これまで、よく言えば用心深く、言い換えればチャレンジ精神の欠片も無いつまらない人生を送っていた自分には無縁な場所であり、風邪をひいたときなんかに受診する近所のクリニックとは全くの別物だった。
入り口からしてホテルかと疑うほどの立派な造り。
堂々とした佇まいで、足早に進んでいってしまう来碧さんを後から慌てて追いかける。はたから見れば、主人とポンコツ召使いに違いない。
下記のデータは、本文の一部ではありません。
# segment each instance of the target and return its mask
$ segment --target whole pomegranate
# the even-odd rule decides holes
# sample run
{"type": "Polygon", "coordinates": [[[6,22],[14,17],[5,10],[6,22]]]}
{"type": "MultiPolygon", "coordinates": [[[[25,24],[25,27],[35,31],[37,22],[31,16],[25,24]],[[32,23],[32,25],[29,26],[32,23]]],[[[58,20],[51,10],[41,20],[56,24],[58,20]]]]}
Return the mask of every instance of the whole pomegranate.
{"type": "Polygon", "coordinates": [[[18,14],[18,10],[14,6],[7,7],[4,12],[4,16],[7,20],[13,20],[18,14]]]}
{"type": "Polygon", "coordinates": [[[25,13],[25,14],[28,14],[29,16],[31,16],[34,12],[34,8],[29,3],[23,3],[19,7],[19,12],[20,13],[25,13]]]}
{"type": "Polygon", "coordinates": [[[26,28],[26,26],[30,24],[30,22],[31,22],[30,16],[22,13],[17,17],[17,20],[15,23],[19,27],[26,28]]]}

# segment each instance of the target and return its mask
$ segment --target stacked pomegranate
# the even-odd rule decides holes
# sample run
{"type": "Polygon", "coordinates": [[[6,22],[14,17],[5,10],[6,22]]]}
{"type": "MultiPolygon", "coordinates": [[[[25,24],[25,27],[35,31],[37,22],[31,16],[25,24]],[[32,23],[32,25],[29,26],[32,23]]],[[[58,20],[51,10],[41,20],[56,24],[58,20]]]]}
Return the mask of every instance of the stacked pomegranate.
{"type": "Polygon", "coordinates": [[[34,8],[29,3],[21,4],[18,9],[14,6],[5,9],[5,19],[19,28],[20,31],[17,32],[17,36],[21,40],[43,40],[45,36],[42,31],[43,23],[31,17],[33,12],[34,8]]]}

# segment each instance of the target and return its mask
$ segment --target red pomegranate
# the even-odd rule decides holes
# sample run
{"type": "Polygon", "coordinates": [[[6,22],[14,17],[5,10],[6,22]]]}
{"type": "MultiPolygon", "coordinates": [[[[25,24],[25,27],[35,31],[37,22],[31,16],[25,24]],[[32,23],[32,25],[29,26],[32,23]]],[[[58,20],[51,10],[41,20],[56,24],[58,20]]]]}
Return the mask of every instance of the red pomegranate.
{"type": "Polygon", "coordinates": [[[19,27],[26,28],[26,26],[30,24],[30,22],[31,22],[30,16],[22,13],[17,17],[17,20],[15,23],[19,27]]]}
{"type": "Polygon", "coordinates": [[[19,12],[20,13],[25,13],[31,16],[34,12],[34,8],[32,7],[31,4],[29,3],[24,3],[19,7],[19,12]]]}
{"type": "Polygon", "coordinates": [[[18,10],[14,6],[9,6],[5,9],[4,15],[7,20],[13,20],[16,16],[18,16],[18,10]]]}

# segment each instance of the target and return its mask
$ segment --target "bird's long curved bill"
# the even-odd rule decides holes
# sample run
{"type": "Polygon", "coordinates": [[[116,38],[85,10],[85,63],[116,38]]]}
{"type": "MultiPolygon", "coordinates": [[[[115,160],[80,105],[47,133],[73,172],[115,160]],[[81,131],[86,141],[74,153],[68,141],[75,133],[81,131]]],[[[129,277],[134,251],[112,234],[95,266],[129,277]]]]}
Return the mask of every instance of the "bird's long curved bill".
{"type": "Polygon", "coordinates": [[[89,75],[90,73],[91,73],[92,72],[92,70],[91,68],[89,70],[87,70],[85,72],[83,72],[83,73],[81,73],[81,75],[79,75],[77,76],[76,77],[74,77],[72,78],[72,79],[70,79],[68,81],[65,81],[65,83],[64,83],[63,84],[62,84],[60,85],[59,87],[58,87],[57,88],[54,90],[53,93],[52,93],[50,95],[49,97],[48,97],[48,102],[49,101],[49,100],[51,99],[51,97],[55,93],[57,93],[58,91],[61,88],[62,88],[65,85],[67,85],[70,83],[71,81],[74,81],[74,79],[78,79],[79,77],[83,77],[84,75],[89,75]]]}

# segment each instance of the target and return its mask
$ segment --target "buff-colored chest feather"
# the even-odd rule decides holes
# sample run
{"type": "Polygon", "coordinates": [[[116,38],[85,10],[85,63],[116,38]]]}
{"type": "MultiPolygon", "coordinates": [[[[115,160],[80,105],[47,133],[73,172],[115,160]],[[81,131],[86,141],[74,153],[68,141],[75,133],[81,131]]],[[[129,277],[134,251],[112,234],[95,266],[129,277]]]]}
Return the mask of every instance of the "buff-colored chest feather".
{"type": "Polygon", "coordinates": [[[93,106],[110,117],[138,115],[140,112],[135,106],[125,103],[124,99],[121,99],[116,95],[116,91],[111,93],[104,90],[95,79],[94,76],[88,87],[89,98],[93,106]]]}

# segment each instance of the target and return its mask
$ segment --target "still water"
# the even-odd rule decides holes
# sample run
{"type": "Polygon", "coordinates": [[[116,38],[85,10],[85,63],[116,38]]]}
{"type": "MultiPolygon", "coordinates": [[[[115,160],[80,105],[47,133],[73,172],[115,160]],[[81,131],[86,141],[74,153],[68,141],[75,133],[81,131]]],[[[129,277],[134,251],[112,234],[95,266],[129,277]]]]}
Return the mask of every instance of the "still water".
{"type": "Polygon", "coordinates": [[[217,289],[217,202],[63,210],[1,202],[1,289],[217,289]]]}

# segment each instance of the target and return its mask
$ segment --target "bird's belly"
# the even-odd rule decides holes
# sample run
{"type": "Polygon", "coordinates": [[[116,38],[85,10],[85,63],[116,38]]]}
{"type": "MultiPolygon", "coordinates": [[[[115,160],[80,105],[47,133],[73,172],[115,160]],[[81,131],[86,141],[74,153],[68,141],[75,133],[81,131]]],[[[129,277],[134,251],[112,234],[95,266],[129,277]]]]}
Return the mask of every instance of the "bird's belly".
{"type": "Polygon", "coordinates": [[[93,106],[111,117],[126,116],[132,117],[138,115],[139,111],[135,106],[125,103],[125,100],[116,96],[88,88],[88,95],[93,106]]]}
これまで共に過ごす中で度々思う事はあったが、やはり俺と来碧さんは生きてきた世界がまるで違う。
そんな彼と、これから先寄り添って人生を歩んでいく。
…今日は、それを彼の親御さんに報告する大切な日。
あぁ、ダメだ。
今になって昨日のパンチがまた効いてきた。
鈍い痛みを訴える腹に手を当て、深く息を吸い込んだ。
ここまで来ておいて、勘弁してくれよな。
自分の精神の弱さには呆れてしまうよ、まったく。
「綾……あぁっと、すばる。エレベーター乗るぞ」
「ひえ??え、ぁ…うん!今!」
ただでさえ非日常。
それに加わる新たな呼び名は、自身を更に混乱させるには十分だ。一瞬にして耳まで体温の上昇を感じた。
そんなスマートに呼ばれると、今度はこちらが照れてしまう。自ら言った事ではあるが、やはりそう簡単に慣れはしないらしい。
後頭部を掻きながら、数刻前の悪戯心を早速後悔する始末である。
せめて、帰りまで待つべきだったかもしれない…。
挙動不審な怪しい人物を前にして、来碧さんのお母様が認めてくれる訳もないだろう。
正方形を規則的に組み合わせた床から視線を外し、呼ばれた方へと目を向けたその時。
──予想外の光景に思わず、声を失った。
「……な、何だよ。人の顔ばっか見てないで早く乗れ」
「…………は、ぃ…」
スマートは言い換えよう。
来碧さんは、頑張り屋さんだ。……多分。
鏡など無いのだから確認は出来ないが、恐らく俺以上に赤くなっている来碧さんを見てどきっとした。もはや心臓がかなりの音を立てた気がする。
聞こえていないか、はたまた飛び出して来ないか、それはもう心配で堪らなくなるほどに。